La destination reste aussi pratique pour un court séjour. AD Magazine évoque une échappée à « tout juste 3 heures de Paris », ce qui contribue à son image d’alternative accessible aux grandes stations balnéaires plus fréquentées.
Pourquoi la Belle Époque compte
Le patrimoine de Mers-les-Bains est directement lié à l’essor des bains de mer au XIXe siècle. L’arrivée du chemin de fer en 1869 a renforcé l’attractivité de la station auprès d’une clientèle venue chercher les bienfaits du littoral.
Des villas Belle Époque comme signature visuelle
Le véritable marqueur de Mers-les-Bains reste son quartier balnéaire. AD Magazine cite notamment des villas nommées « Les Lilas », « Hortense » ou « La Vague », exemples de ces maisons qui donnent au front de mer son identité très reconnaissable.

Les façades concentrent les codes de l’architecture balnéaire de la fin du XIXe siècle : bow-windows, loggias, mosaïques, rosaces, balcons et décors colorés. La ville rattache cet héritage à la mode des bains de mer lancée dès 1860, puis à l’essor de la station dans les décennies suivantes.

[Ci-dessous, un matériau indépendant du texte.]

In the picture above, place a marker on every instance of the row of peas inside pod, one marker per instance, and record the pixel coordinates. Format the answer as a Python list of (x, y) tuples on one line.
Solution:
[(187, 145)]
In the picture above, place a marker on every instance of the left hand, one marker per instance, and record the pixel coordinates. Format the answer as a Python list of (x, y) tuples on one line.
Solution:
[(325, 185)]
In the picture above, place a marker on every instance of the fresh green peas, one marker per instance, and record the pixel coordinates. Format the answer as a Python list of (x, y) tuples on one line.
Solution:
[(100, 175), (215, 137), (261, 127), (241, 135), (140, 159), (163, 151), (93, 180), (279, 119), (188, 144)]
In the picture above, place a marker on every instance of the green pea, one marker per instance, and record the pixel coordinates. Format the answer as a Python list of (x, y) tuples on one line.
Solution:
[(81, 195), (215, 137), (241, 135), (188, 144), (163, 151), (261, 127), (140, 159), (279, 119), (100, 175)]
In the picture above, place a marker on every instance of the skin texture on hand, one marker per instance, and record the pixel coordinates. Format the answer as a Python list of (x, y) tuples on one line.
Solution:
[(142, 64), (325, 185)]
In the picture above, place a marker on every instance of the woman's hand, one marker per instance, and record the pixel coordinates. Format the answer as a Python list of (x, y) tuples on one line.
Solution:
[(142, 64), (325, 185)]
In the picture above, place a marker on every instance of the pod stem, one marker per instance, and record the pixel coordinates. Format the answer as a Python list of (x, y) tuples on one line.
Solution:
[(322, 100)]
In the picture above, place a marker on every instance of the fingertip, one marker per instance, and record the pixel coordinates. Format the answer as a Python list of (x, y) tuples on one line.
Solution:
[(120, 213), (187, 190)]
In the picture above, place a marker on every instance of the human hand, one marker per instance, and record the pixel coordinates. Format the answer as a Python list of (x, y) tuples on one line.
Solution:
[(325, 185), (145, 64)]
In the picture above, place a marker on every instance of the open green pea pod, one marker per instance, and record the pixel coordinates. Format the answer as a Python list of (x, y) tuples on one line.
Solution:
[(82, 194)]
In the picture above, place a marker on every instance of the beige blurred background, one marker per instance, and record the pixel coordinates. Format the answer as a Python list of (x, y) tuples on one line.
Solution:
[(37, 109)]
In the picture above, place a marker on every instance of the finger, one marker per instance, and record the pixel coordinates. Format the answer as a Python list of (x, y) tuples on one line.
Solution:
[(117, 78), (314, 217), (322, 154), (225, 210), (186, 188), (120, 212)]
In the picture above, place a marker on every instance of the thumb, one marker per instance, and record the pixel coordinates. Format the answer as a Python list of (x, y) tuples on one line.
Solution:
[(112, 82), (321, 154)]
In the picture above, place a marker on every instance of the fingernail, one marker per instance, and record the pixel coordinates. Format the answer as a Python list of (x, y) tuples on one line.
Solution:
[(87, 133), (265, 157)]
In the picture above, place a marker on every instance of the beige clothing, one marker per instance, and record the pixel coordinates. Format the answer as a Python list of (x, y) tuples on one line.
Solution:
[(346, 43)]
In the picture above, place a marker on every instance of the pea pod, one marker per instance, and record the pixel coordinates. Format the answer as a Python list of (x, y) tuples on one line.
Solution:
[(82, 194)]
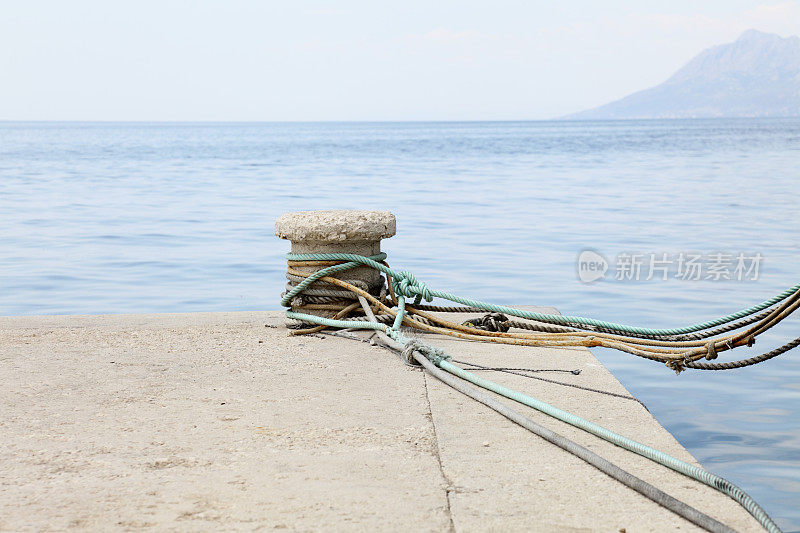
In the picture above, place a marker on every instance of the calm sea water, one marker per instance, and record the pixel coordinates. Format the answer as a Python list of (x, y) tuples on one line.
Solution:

La commune chiffre l’ensemble à environ 600 parcelles pour 400 édifices d’intérêt architectural reconnu. Elle mentionne aussi des influences anglo-normandes, flamandes, Art nouveau ou Art floral, ainsi que le passage d’architectes comme Jean-Édouard Niermans et Georges Guyon.
Depuis 2020, une promenade architecturale permet de mieux lire ce patrimoine grâce à un parcours de plaques en lave émaillée dédiées à des architectes ayant travaillé dans la commune. Des visites du Site patrimonial remarquable sont également assurées par l’office de tourisme.
Un patrimoine protégé, mais encore vivant
Mers-les-Bains ne repose pas seulement sur un décor de carte postale. Le quartier balnéaire est classé Site patrimonial remarquable, un statut qui vise à protéger et mettre en valeur un ensemble urbain présentant un intérêt architectural, artistique ou paysager.